Desde que la ola inicial de Ómicron decreció y la inflación reemplazó al COVID-19 en los titulares, el debate sobre la reapertura se ha resuelto en gran medida a favor de quienes abogan por ella. Pero el debate sobre la sensatez de la reapertura y del abandono del uso de las mascarillas no ha desaparecido. A medida que los casos de COVID-19 aumentan otra vez, todavía hay un electorado que piensa que demasiada normalidad es un error de salud pública.
Últimamente, este electorado ha cambiado un poco su enfoque, de los peligros de muerte (disminuidos por la vacunación y la inmunidad) al peligro del COVID- 19 persistente o prolongado, el tipo crónico y potencialmente debilitante de esa enfermedad.
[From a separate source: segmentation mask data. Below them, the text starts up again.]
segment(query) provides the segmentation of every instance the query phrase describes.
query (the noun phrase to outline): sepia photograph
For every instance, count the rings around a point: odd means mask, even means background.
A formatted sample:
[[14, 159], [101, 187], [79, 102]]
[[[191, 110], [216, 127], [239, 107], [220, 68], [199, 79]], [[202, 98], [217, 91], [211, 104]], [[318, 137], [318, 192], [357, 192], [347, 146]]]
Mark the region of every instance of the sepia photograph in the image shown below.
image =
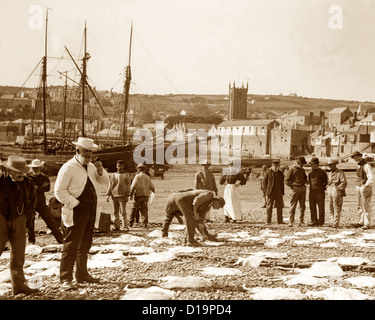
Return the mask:
[[0, 300], [374, 300], [374, 13], [0, 0]]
En un ensayo reciente del Washington Post, el experto en políticas de salud Ezekiel Emanuel escribió que "una posibilidad de entre 33" de presentar síntomas prolongados de COVID- 19 aún basta para que el experto siga usando una máscara N95 y se mantenga fuera de restaurantes cerrados y de trenes y aviones tanto como sea posible.
Como admite Emanuel, hay mucha incertidumbre en torno al COVID-19 persistente. Al igual que con muchos problemas, también hay un efecto de conglomeración intelectual notable: es más probable que las personas que aún están a favor de las restricciones pandémicas enfaticen sus peligros, mientras que los escépticos del uso de la mascarilla y de las restricciones parecen más propensos a sospechar que es una especie de hipocondría de los demócratas.
Soy, desde que las vacunas se hicieron disponibles de manera general, una paloma pandémica que felizmente se arrancó la máscara una vez que los aviones dejaron de requerir su uso, lo que debería prepararme para el escepticismo sobre el COVID-19 persistente. Pero al mismo tiempo, también tengo un conocimiento considerable sobre las enfermedades crónicas y sus controversias, basado en una experiencia personal, lo que me convirtió en un creyente del COVID-19 persistente desde el principio: su alcance es incierto, pero es claramente real y, a menudo, terrible.
Desde la perspectiva de Emanuel, no debería estar en las dos posiciones al mismo tiempo. He experimentado en carne propia lo grave que puede llegar a ser una infección crónica: ¿Qué hago comiendo fuera, subiéndome a aviones con la cara descubierta y escribiendo esta columna sin usar un cubrebocas mientras estoy en una cafetería? Es una pregunta interesante, y me inspiró a hacer algunos cálculos matemáticos sobre un tipo diferente de riesgo: el riesgo que corre mi familia al seguir viviendo en Connecticut, un semillero de la enfermedad de Lyme, mi propio visitante crónico no deseado.
Las estimaciones de la frecuencia con la que la enfermedad de Lyme se vuelve crónica oscilan entre el 5 y el 20% de los casos. Digamos que es un 12% y obtendrás un riesgo cuatro veces mayor que la estimación del 3% que hizo Emanuel para el COVID- 19. Pero afortunadamente, la enfermedad de Lyme no se transmite por el aire, por lo que el riesgo de contraerla es mucho menor en primer lugar.
¡Pero! Aquí en Connecticut, la incidencia es al menos tres veces mayor que el promedio nacional en Estados Unidos, y además hay seis personas en mi hogar por las que debo preocuparme. Por lo tanto, las probabilidades de que cualquiera de nosotros se infecte en un año podría estar cerca de 1 en 40. Combina esa cifra familiar —tal vez un pequeño engaño estadístico, pero definitivamente me preocupo más por mis hijos que por mí mismo— con las probabilidades algo más altas de que la enfermedad de Lyme se convierta en crónica, y nuestros riesgos están en el mismo escenario general que los riesgos del COVID-19 persistente, los mismos que Emanuel considera inaceptablemente altos.
Una enfermedad crónica es un gran flagelo que el COVID-19 persistente ha ayudado a sacar a la luz y que clama por un mejor diagnóstico y un mejor tratamiento. Pero hacer los cálculos y conocer el peligro no me impedirá mostrar mi rostro en los aviones y en los restaurantes o que mis hijos caminen, con cuidado, espero, en los parques estatales de Connecticut.
Ross Douthat es columnista de The New York Times.